The Scottish Mail on Sunday

Scary Jessie’s the star, old chum, not Nice Guy Eddie

- ROBERT GORE-LANGTON

Cabaret Playhouse Theatre, London Until October 1, 2022, 2hrs 45mins ★★★☆☆ Habeas Corpus Menier Chocolate Factory, London Until February 26, 2022, 2hrs 10mins ★★★☆☆

Eddie Redmayne has been offstage for about a decade. Now he’s back in Cabaret. This hot ticket has been praised to the skies. The Victorian theatre has been reconfigur­ed into the sleazy Kit Kat Club in Berlin, 1929. There are seats behind the stage, tiny tables for the seriously pricey tickets, louche musicians in your face and schnapps on offer as you go in.

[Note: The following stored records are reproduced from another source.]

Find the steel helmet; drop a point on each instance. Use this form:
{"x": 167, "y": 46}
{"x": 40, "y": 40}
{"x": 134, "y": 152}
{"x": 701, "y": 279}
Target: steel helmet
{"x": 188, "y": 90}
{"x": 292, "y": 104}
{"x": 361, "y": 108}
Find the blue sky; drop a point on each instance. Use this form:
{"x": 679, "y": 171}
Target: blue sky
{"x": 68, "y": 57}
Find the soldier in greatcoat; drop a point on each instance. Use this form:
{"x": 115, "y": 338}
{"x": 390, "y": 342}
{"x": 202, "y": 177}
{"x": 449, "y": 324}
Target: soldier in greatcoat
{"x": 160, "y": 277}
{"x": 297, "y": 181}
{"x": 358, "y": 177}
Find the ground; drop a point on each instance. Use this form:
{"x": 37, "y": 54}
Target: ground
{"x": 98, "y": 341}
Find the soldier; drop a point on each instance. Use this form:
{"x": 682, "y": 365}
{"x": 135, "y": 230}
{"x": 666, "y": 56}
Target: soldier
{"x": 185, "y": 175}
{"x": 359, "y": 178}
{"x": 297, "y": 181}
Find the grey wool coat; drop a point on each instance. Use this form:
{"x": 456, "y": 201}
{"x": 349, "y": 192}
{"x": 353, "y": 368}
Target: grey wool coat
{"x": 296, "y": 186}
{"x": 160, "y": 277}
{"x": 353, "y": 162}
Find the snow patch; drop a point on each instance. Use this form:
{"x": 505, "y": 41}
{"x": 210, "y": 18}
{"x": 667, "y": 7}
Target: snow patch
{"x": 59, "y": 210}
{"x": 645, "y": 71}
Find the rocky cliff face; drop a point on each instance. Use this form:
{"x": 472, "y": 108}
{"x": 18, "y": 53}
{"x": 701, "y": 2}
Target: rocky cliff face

But Redmayne (right) – a performer who exudes industrial quantities of niceness – is miscast. He would have been perfect as Sally Bowles’s sweet boyfriend. Instead he’s appearing as the sinister Emcee, the club’s Master of Ceremonies, a part that’s forever in the shadow of Joel Grey from the 1972 film. Redmayne plays the part in a skirt with a sardonic grin, hunched like a camp Quasimodo, and with a thick German accent. Instead of being ingratiati­ng and then increasing­ly creepy, he starts creepy and stays there. I got bored of him.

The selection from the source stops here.